Game five went back and forth with St. Louis giving up the lead three times. Pittsburgh finally pulled ahead on a goal from Stevenson late in the third. The Spirits pushed for the tying goal but could not beat Martensson as the series stretched to a sixth game in Pittsburgh. Frustration boiled over toward the end of the game as both teams began pushing and shoving by the benches and a few fights broke out with Nate Carroll and Roy Jones engaging in the main event at center ice. Pittsburgh was now only two wins away from the biggest comeback of all time while the Spirits suddenly found themselves unable to close out games.
St. Louis barely got into game six. Dave Farris opened the scoring and Pittsburgh went on to hold the lead the entire game until the final minutes when the Spirits found themselves on the powerplay when Brad Bush was called for high-sticking. The Spirits pulled Ricky Spooner and tried desperately to tie the game until Breedon slid the puck into the empty net to seal the win and force a miraculous game seven in St. Louis.

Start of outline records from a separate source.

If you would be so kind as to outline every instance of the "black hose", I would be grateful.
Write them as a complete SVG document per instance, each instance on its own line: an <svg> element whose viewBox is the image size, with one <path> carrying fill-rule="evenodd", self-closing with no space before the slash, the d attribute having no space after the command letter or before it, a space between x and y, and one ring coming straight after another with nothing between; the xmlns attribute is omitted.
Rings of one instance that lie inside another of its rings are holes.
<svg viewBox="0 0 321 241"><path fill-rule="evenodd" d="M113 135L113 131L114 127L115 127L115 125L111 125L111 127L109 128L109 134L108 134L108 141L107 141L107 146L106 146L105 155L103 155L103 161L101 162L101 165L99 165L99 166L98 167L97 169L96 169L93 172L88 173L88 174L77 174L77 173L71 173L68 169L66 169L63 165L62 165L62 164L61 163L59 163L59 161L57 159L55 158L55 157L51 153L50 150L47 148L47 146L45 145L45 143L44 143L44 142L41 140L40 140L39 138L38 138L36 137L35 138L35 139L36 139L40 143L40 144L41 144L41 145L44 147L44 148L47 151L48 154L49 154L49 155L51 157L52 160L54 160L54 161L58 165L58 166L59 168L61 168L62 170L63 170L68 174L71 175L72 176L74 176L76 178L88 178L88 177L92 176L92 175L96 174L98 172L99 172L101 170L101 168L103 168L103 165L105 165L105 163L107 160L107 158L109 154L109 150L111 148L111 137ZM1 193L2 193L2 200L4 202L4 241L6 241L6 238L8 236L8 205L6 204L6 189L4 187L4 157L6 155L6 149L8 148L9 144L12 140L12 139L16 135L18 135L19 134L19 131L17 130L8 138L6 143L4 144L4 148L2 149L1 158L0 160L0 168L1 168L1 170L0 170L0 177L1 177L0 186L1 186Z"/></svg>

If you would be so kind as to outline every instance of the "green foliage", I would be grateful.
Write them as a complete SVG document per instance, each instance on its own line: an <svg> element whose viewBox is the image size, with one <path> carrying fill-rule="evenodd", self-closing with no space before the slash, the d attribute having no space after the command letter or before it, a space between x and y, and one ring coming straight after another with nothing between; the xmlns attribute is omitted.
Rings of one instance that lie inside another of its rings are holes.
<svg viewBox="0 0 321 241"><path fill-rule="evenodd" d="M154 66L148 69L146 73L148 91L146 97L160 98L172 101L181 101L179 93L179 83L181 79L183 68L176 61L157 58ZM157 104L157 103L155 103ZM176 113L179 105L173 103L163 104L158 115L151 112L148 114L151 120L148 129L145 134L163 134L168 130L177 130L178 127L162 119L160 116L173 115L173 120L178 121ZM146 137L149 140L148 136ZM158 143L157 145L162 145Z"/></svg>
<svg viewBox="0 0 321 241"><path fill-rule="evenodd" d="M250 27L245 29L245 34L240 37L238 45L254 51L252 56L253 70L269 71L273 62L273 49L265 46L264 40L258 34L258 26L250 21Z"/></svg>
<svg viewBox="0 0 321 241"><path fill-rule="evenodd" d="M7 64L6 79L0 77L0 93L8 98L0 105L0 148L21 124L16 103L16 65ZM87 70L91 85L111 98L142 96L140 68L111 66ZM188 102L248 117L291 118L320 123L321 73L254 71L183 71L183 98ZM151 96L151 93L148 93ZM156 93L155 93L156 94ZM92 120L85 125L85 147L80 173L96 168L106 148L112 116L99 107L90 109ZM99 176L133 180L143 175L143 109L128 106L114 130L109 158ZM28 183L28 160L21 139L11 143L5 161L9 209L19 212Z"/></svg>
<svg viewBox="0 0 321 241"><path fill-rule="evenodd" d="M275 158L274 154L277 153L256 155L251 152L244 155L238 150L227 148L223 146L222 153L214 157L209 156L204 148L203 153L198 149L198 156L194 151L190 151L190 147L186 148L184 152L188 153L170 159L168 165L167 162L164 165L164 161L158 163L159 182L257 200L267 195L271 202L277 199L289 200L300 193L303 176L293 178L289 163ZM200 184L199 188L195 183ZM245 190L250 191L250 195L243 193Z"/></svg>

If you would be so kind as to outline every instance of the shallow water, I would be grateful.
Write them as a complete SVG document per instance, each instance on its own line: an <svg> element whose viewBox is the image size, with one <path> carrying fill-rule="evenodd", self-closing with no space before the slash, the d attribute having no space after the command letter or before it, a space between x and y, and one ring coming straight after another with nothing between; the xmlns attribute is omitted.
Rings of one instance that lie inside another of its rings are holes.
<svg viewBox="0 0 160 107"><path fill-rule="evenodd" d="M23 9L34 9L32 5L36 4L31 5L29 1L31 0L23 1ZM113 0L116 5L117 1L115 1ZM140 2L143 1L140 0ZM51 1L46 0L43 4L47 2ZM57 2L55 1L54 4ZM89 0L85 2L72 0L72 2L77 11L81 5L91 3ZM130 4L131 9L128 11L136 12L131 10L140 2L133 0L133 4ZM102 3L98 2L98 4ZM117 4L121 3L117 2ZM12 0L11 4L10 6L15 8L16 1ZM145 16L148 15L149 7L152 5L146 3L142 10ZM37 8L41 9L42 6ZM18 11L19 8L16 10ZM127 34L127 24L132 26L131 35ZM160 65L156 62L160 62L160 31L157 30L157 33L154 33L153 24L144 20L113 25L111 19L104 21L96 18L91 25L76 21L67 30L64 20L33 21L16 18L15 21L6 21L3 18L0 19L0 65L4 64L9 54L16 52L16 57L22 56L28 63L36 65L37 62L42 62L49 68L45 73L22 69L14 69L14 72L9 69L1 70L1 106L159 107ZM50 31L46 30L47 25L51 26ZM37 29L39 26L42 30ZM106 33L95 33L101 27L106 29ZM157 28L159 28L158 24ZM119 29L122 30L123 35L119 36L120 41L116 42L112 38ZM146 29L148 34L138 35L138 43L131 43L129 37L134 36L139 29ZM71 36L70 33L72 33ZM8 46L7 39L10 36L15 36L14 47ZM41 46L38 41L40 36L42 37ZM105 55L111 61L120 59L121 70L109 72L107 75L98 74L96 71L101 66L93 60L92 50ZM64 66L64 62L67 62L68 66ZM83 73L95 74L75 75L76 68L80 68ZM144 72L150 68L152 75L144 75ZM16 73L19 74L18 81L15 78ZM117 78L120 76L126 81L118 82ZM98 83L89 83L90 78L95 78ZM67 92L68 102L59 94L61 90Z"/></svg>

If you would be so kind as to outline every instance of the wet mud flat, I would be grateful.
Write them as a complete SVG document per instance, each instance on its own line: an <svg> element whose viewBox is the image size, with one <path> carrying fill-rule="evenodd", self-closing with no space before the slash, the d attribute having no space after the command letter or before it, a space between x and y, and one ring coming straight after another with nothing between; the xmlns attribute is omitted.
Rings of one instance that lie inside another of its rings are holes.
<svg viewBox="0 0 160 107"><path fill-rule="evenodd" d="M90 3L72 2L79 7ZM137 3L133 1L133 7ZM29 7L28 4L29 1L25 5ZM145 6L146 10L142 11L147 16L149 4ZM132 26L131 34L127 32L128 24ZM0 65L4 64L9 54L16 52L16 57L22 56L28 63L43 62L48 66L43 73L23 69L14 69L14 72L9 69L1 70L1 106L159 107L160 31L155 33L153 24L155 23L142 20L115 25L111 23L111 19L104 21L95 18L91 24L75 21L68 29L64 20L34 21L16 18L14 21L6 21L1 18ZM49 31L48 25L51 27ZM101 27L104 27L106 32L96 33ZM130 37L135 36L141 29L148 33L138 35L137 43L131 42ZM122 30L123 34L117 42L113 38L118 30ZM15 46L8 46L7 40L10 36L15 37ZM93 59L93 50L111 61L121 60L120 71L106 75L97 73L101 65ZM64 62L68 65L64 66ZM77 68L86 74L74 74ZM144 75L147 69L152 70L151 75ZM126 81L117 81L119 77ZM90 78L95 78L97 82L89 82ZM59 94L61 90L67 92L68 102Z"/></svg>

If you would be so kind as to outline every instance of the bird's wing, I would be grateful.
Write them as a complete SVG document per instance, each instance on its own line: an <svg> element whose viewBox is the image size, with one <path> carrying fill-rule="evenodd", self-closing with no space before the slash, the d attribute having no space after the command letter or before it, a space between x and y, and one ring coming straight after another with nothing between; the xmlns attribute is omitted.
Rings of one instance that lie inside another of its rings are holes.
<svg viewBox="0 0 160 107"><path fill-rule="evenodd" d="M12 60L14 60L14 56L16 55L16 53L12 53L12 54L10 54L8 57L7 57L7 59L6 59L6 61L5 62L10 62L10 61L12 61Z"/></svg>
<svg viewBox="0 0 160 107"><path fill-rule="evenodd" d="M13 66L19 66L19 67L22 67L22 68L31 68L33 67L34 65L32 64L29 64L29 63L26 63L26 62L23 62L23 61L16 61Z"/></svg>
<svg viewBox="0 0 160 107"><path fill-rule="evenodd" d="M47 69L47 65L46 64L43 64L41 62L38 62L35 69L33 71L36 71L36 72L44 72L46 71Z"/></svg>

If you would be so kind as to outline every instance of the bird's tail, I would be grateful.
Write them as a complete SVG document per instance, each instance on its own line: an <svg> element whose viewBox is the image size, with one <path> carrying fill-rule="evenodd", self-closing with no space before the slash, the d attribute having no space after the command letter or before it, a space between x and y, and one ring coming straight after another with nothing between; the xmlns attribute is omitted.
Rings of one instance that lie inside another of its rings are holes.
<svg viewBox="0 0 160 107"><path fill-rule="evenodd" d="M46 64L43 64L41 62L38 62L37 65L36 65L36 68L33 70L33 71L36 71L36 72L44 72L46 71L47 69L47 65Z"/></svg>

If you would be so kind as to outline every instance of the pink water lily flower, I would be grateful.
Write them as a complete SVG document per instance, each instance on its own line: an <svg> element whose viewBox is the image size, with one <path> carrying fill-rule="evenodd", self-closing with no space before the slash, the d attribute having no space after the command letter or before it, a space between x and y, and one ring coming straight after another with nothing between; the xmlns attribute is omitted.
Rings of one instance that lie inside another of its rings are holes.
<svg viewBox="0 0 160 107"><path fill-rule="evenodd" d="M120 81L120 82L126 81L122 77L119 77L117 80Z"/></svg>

The Stingers had managed the impossible, rallying from a 3-0 deficit to force a game seven. Meanwhile, the stunned Spirits struggled to find answers. Martensson had played unbelievably for the Stingers, holding Appleby and Millen to only four points through three games. Game seven would be the first PHL game ever played in the month of June, and the Spirits came out flying in the first period. David Appleby scored just three minutes in before Niklas Ekberg followed with two goals of his own. St. Louis finally had control again for the first time since game three. Dave Farris scored for Pittsburgh to bring the game within two but that was as close as the Stingers would get. Grant Millen and Adam Lawless each scored before Appleby scored his second of the game to secure a 6-2 win and the third Lewis Cup in six years for the Spirits. An emotional Bob King had nothing but praise for his team. “I’ve never seen 20 men play like my guys did this week.” Said King, who refused to confirm his retirement.
With the victory, the Stingers clearly established themselves as the PHL’s latest dynasty. Appleby once again confirmed with his performance in game seven that he was among the best clutch performers in history.